The application of bioremediation technologies to polycyclic aromatic hydrocarbon (PAH)-contaminated soils does not remove the excess of the high-molecular-weight fraction (HMW-PAHs), as has been widely reported. Taking into account the metabolic capacities of white-rot fungi, their bioaugmentation has been extensively assayed on polluted soils, but with controversial results.The aim of this study is to gain insight into how fungal bioaugmentation assays affect both PAH degradation and autochthonous microbial populations in a previously biotreated aged creosote-polluted soil contaminated with HMW-PAHs.
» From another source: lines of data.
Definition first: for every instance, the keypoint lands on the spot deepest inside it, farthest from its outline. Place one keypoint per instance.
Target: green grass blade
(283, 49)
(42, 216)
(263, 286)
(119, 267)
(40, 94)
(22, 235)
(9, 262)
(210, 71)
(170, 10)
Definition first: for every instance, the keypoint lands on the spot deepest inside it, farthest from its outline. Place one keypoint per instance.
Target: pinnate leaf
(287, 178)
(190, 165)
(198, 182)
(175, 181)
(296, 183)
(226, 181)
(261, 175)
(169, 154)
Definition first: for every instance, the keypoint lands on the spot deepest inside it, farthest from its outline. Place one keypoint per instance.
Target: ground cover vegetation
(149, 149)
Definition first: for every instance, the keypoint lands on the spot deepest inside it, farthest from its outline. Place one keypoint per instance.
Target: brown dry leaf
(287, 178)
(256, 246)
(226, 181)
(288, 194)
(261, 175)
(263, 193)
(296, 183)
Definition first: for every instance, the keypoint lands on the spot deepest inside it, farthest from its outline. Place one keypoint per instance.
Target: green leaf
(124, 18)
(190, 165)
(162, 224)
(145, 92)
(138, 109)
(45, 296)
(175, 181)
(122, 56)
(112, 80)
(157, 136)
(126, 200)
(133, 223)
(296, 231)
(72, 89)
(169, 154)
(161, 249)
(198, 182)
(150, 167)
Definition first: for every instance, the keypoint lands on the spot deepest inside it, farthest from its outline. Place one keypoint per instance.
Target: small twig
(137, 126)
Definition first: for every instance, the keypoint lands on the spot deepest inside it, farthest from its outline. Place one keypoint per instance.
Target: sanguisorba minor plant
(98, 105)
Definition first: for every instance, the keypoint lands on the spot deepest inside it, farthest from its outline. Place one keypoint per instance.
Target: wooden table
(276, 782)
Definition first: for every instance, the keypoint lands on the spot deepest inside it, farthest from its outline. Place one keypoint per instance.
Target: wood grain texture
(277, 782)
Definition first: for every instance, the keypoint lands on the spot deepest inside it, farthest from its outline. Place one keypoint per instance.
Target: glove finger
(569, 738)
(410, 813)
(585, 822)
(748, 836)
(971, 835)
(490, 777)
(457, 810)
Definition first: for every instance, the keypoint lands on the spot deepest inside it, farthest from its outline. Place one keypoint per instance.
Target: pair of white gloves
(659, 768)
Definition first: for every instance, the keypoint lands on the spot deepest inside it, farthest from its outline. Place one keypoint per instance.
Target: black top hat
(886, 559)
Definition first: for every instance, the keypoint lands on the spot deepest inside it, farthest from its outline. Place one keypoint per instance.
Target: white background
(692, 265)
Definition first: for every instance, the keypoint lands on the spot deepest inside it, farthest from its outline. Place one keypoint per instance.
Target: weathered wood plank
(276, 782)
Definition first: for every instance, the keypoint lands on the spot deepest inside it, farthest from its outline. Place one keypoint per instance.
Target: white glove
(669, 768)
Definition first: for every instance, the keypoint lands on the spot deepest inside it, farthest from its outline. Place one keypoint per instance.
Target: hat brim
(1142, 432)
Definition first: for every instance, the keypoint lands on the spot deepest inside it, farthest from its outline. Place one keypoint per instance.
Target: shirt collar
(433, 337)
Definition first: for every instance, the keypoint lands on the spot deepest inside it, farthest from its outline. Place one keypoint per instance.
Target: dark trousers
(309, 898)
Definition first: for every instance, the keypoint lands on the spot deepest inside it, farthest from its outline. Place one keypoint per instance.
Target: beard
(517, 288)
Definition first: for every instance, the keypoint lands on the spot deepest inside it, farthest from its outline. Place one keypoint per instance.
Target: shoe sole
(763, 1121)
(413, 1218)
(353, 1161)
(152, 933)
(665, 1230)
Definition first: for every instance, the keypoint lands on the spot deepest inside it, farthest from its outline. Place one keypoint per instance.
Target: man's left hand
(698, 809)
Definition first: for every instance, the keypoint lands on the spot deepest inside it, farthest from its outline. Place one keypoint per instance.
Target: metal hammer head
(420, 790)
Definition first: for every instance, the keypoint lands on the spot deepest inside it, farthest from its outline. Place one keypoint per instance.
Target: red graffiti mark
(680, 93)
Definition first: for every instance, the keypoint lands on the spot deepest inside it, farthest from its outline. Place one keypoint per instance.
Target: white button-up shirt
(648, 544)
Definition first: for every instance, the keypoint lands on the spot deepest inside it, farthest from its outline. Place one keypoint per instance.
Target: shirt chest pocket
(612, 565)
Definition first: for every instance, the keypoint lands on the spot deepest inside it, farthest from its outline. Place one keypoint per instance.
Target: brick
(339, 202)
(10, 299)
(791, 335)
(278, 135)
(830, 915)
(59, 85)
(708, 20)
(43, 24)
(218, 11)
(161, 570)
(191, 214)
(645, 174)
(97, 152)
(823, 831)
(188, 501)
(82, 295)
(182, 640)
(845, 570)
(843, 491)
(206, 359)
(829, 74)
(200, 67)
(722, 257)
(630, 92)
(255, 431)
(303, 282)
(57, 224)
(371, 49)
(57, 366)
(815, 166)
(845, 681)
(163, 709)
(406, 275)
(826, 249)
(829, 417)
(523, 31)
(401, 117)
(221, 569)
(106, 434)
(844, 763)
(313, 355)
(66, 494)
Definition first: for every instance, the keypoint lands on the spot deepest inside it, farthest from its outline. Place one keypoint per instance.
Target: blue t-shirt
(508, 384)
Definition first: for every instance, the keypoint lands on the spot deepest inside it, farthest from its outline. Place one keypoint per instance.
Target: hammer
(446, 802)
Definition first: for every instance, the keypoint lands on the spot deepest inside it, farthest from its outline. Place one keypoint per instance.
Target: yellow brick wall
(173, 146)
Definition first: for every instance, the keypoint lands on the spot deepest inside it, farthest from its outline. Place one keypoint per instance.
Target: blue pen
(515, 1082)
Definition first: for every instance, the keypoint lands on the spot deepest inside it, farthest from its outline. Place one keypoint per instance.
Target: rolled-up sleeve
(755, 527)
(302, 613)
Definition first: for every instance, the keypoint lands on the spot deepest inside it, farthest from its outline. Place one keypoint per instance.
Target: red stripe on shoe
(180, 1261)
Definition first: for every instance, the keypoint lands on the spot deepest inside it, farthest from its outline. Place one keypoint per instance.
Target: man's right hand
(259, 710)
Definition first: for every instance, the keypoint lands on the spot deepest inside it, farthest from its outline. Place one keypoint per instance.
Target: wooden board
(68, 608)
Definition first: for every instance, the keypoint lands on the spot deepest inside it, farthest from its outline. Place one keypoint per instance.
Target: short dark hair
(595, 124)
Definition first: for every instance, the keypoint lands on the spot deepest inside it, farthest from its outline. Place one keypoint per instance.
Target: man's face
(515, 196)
To this end, we performed a set of slurry bioassays encompassing different biostimulation and bioaugmentation strategies.The results show that the autochthonous microbial populations degraded PAHs the most; specifically, the 4-ring PAHs under carbon-limiting conditions (26% and 28% degradation for benzo(a)anthracene and chrysene respectively). Although Trametes versicolor amendment produced the highest depletion of benzo(b + k)fluoranthene and benzo(a)pyrene concentrations in an autoclaved soil, it did not improve either the 4-ring or the 5-ring PAH degradation, when active native PAH-degrading microbiota was present. Microbial community analysis of fungal and eubacterial populations, based on the 16SrRNA gene and ITS1 region respectively, revealed that the ribotypes closely related to the eubacterial genera Chryseobacterium, Pusillimonas and Sphingobium, that are concomitant with the autochthonous fungal genus Fusarium, could be important in HMW-PAH degradation processes in polluted soils.Antagonistic effects or resource competition resulting from the effects of active native soil microbiota on augmented white-rot fungi should be evaluated in polluted soil before scaling up the remediation process to field scale.